Gus Ipul menekankan pentingnya sinergi antara pemerintah, lembaga keagamaan, dan masyarakat setempat untuk memastikan program-program seperti Kartu Indonesia Sehat (KIS), Kartu Indonesia Pintar (KIP), serta program pemberdayaan ekonomi berbasis pesantren dapat berjalan optimal.

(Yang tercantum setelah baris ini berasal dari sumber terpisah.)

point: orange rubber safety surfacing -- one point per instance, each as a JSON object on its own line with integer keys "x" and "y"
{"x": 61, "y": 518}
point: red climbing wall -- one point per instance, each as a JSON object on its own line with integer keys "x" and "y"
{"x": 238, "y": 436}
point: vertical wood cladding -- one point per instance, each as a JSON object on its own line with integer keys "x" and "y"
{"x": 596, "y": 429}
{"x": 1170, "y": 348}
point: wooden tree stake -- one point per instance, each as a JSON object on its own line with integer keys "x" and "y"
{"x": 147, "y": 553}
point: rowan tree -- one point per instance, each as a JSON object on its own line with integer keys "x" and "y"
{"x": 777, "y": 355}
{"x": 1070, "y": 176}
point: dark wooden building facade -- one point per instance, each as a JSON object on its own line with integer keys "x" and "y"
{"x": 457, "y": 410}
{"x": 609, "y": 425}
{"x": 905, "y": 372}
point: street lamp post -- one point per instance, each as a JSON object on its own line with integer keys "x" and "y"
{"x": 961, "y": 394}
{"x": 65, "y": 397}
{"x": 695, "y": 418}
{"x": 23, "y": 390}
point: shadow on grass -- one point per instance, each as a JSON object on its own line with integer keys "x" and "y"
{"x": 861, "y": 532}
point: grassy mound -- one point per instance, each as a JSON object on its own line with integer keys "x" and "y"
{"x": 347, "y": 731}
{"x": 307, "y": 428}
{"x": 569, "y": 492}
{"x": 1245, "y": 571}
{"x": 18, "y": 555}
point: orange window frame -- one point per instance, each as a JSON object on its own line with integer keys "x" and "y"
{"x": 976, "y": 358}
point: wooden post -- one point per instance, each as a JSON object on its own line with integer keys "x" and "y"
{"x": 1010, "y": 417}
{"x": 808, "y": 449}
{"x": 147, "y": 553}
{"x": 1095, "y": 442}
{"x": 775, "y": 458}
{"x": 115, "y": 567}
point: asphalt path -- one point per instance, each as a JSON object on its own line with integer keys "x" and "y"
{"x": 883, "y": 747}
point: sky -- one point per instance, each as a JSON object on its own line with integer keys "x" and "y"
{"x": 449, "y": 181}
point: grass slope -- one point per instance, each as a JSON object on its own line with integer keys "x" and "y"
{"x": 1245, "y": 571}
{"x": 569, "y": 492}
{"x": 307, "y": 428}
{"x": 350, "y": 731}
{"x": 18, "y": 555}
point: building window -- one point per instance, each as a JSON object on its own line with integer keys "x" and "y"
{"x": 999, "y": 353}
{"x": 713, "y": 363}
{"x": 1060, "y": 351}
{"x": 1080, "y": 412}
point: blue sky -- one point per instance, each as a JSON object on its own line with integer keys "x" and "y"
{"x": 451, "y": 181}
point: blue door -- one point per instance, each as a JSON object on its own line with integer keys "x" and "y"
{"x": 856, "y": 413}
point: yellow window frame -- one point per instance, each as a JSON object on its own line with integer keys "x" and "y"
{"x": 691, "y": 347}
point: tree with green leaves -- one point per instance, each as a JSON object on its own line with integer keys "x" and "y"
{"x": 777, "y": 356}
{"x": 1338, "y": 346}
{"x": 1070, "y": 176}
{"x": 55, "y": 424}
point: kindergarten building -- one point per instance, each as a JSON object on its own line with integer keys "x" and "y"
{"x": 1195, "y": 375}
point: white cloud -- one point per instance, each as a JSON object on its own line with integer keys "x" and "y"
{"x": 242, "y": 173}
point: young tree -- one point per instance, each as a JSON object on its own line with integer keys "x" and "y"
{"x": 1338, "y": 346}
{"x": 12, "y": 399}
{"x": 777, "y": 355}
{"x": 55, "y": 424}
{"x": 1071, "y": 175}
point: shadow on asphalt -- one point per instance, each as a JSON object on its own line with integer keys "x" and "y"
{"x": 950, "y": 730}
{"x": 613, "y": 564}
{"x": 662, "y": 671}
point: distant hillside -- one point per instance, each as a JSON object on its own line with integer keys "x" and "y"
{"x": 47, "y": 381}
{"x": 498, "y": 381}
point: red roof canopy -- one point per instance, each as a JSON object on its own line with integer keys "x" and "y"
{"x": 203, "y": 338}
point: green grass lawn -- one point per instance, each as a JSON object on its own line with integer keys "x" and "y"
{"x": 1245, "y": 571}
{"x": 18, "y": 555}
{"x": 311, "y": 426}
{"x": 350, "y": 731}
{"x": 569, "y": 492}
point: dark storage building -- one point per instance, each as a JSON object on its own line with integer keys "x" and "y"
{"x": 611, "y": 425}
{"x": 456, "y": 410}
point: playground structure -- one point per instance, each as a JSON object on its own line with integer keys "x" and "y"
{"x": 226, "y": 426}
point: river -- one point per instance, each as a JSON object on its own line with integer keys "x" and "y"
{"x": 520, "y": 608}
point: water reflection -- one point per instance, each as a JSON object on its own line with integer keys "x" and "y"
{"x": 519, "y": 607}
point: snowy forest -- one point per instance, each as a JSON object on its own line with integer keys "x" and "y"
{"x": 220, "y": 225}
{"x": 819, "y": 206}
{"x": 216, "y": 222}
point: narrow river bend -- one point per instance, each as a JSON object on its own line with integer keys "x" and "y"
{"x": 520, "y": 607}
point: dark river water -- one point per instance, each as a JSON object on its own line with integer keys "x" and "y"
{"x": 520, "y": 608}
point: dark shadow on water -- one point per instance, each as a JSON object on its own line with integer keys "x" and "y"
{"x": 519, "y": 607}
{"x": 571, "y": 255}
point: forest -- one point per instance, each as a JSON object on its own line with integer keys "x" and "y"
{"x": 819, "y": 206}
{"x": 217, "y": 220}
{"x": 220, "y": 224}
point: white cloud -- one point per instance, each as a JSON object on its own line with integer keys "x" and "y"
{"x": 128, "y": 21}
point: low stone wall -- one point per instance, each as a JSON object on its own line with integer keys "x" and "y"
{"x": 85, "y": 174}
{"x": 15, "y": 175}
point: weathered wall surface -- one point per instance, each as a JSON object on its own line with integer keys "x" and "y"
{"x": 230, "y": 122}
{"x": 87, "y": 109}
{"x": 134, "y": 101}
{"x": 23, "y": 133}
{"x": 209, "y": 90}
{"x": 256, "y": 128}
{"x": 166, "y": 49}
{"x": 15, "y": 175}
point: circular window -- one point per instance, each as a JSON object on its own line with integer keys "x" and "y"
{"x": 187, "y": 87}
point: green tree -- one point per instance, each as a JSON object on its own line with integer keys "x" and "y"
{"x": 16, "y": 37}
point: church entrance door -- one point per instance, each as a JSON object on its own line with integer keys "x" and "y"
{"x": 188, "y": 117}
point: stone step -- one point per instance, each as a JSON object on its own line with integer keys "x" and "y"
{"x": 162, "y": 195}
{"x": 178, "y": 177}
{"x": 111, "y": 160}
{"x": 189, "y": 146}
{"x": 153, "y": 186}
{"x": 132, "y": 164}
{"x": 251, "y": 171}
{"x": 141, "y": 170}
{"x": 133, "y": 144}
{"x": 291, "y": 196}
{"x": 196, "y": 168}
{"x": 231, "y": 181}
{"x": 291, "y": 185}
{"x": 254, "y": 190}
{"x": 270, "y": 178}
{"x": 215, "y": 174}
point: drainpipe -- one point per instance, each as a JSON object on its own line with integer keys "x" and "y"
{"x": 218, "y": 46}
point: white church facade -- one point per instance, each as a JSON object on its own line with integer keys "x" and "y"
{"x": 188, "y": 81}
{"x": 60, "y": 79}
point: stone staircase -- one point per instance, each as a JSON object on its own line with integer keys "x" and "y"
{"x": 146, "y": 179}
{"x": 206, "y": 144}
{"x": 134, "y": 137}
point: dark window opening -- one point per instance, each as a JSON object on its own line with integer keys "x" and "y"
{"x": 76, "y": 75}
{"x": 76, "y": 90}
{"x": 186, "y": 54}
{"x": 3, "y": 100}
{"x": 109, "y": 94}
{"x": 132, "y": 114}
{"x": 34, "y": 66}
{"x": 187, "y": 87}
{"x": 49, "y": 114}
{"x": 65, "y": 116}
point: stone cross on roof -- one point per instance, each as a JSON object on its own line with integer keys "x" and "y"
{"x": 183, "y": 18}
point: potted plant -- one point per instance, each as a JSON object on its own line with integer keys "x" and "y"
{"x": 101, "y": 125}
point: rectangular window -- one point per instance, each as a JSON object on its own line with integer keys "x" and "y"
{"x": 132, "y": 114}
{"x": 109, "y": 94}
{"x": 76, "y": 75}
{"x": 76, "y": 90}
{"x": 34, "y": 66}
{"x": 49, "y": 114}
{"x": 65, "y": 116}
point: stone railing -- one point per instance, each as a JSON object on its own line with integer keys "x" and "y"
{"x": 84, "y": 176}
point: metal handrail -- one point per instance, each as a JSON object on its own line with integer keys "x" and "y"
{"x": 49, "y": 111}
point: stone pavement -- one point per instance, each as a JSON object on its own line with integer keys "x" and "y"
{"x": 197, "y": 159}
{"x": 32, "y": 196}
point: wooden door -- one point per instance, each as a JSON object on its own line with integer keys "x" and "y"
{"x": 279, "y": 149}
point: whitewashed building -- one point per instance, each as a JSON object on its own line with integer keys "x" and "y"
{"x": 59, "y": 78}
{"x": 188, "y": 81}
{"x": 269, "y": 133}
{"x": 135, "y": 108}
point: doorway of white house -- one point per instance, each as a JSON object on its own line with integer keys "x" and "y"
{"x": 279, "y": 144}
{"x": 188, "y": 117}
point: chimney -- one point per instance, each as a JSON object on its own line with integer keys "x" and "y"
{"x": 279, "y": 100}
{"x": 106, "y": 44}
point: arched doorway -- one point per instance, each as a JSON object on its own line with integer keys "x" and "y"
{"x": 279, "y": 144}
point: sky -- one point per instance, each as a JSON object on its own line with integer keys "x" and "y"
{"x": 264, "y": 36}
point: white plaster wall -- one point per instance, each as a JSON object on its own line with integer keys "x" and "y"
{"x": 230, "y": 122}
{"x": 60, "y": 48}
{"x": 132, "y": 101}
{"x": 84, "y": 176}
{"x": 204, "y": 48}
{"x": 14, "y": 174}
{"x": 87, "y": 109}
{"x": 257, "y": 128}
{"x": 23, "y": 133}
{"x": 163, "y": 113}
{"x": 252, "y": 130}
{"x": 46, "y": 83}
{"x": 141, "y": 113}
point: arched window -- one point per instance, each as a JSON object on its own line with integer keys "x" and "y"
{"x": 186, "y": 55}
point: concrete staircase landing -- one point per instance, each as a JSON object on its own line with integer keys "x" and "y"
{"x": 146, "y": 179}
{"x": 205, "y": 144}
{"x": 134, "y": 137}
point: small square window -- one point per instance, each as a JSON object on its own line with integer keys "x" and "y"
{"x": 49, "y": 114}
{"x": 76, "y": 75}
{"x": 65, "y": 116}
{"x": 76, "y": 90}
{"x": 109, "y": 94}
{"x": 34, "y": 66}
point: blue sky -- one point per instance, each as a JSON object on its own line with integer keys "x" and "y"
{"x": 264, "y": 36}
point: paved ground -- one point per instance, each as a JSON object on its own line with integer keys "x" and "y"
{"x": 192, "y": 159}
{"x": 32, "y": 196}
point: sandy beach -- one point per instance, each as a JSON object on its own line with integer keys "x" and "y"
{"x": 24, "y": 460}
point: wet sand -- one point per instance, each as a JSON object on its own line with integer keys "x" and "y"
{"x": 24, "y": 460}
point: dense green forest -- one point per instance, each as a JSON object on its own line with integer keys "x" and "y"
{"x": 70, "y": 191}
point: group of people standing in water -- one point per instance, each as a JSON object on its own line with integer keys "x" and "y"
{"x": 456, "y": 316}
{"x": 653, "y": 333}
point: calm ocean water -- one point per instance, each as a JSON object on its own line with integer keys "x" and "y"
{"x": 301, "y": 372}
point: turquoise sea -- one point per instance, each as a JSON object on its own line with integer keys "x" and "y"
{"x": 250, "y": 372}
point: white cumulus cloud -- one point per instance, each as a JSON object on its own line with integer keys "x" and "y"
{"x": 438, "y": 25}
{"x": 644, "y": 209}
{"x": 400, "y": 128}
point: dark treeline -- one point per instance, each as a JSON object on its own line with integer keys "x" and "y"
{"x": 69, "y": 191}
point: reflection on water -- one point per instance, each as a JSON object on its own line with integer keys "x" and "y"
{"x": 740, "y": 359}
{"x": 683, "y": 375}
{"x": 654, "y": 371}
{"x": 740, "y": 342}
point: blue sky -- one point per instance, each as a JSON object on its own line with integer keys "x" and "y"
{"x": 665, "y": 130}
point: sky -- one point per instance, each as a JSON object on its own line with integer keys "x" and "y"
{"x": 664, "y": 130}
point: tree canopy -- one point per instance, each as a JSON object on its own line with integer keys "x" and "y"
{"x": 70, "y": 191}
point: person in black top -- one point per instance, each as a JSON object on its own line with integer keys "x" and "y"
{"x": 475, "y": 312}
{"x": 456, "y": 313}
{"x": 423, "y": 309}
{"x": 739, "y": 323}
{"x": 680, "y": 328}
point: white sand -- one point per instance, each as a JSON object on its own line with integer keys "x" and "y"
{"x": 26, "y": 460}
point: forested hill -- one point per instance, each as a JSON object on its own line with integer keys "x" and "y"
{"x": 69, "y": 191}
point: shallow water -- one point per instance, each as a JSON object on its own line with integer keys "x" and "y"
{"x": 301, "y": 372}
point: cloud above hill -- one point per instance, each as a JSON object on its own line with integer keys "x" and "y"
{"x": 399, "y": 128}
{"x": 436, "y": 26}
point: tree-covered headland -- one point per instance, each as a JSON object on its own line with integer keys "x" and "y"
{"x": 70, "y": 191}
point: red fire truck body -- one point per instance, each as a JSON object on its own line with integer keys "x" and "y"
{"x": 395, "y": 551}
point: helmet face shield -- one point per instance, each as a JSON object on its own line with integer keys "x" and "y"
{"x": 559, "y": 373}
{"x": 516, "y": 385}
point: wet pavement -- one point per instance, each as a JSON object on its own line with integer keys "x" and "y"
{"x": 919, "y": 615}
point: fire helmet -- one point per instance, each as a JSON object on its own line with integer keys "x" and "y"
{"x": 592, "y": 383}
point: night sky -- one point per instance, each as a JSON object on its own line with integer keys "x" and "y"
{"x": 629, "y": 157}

  • Kartu Indonesia Sehat (KIS): memperluas jangkauan layanan kesehatan gratis bagi santri dan warga sekitar.
  • Kartu Indonesia Pintar (KIP): memfasilitasi akses pendidikan formal bagi santri yang ingin melanjutkan ke jenjang menengah dan perguruan tinggi.
  • Pemberdayaan Ekonomi: melibatkan pesantren dalam program pelatihan keterampilan, pemasaran produk pertanian dan kerajinan, serta akses permodalan mikro.
  • Program Kesejahteraan Sosial: memperkenalkan bantuan sosial tunai (BST) dan program perlindungan sosial bagi keluarga pengasuh.

Selama pertemuan, Gus Ipul juga menyampaikan arahan agar pengasuh pesantren menjadi garda terdepan dalam mengidentifikasi kebutuhan warga, menyebarluaskan informasi program pemerintah, serta memfasilitasi pendaftaran program melalui sistem digital yang telah disediakan Kementerian Sosial.

Para pengasuh menyambut baik inisiatif tersebut dan menyatakan komitmen untuk mengintegrasikan program-program tersebut ke dalam kurikulum pesantren, serta mengoptimalkan jaringan alumni dan tokoh masyarakat untuk mendukung pelaksanaannya.

Dengan harapan program prioritas Presiden dapat meningkatkan kualitas hidup santri dan masyarakat sekitar, Gus Ipul menutup pertemuan dengan ajakan untuk terus menjaga semangat kebersamaan, gotong royong, dan inovasi dalam mengelola pesantren sebagai pusat pendidikan dan pemberdayaan sosial.